Filmhaus - wrote on 04/11/21
I truly love predictable actioners, the sort that make no sense and wink at you to let you know you're allowed to check your brain in at the door.
However, this one refused to wink.
Even when the title character was being defibrillated by flying airbus, the soundtrack refused to play Peter Gabriel.
Instead, the whole time it was making unblinking eye contact and telling me I should be taking this very, very seriously. That's a dangerous suggestion, given that the visuals broadcast the film is not a comedy and the script makes no sense.
As it was, I spent the whole film trying to absorb both, which is difficult because the film puts them in competition with each other.
To point, either the script or the visuals could be missing, and you can still follow the plot, but with both together it's madness.
For instance, the script assumes the audience is suffering from a concussion and has the main characters narrate the plot as it happens ("Look, there he is! No, he's over here!").
In addition, it doesn't trust you to follow simple character motivations (like "I'm a sassy teen" or "I'm the evil corporate villain"), so it also replays those on a 10 minute loop.
While that saves the script from wasting fighting time on character development, the characters are very generic archetypes to begin with, so there's no one to care about which robs the movie of suspense.
On the other end, the visuals are spectacular, but they take place mostly in the dark unlike Gojira or Roland Emmerich's Godzilla, which lends a unnecessary level of ennui to the subject matter.
The scene settings themselves contribute to this weightiness because a good chunk of the film happens in the paranoid corners of the military industrial complex, and the main characters speak with drawn-out gravitas in poorly lit shadows.

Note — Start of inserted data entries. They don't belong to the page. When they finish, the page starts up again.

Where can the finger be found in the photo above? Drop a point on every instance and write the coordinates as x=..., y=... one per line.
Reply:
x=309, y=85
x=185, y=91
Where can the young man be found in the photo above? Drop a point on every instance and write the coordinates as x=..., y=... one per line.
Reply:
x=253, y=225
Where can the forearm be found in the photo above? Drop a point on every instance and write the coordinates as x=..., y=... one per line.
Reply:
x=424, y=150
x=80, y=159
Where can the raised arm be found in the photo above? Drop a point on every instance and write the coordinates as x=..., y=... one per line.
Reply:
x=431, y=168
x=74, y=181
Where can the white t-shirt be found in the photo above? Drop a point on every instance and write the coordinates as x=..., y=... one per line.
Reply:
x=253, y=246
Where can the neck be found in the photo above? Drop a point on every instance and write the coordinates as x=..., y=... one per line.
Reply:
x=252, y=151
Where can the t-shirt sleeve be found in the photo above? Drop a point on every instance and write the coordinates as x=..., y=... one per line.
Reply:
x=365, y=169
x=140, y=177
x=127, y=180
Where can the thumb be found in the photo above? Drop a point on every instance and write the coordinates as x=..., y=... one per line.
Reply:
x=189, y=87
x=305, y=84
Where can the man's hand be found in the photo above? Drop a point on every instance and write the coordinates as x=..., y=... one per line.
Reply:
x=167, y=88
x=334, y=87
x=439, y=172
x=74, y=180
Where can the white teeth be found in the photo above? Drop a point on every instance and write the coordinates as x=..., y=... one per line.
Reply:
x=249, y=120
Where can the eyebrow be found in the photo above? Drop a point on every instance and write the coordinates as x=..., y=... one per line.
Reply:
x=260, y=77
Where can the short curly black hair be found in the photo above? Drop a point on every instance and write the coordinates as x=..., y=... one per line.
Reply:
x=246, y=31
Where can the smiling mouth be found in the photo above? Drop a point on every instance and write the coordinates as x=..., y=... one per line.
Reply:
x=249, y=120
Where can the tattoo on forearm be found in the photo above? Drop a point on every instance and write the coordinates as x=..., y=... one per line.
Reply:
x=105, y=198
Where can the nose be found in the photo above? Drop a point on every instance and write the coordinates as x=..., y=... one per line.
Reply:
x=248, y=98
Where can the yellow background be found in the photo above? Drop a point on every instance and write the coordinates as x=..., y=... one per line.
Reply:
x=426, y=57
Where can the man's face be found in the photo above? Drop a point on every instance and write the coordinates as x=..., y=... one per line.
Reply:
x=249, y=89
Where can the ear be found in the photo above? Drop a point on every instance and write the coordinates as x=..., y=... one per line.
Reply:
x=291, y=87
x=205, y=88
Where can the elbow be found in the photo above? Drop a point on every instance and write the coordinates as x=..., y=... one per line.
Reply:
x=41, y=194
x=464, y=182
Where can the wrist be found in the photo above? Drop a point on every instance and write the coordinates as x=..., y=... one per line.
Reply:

Whereas Gojira had something to say about the dangers of nuclear energy, this film doesn't really have a sustained theme to accompany the long, serious slog of dialogue-heavy scenes, most of which are exposition to create a rationale for the shared universe of its titular characters.
However, this works at cross purposes because the script overtly engages the audience with logic contradicted by the visuals.
For instance, after the movie spends a half hour boating/air-mailing Kong to the South Pole (ship the monkey to life), it is explained very thoroughly that the (hollow) earth is 2 miles deep in Antarctica, so much so that the sound barrier must be broken to penetrate its boundaries.
However, scenes later, access to the same area is shown to be 200 feet deep in metro China, so shallow that Kong can climb up in 10 minute or less.
Another crazy reveal is that Kong knows sign language (*gasp) and has hidden it from everyone but the hearing-impaired girl (*gasp*gasp) with whom he constantly communicates.
However, at the beginning of the movie, we are told that his every waking moment is being watched on camera by a sign-language specialist, which means she was apparently out of the room every time she left her adopted kid to sign with the giant, feral monkey.
But I digress.
In the plus column of this film, the visual effects are staggeringly beautiful, on the same level as Guillermo Del Toro's Pacific Rim or Zack Snyder's Sucker Punch.
However, I didn't much care for Sucker Punch either, primarily for the same reason.
In the end, I don't expect movies like this to make sense, but they should wink at me more if they're this silly so I don't try to take them seriously.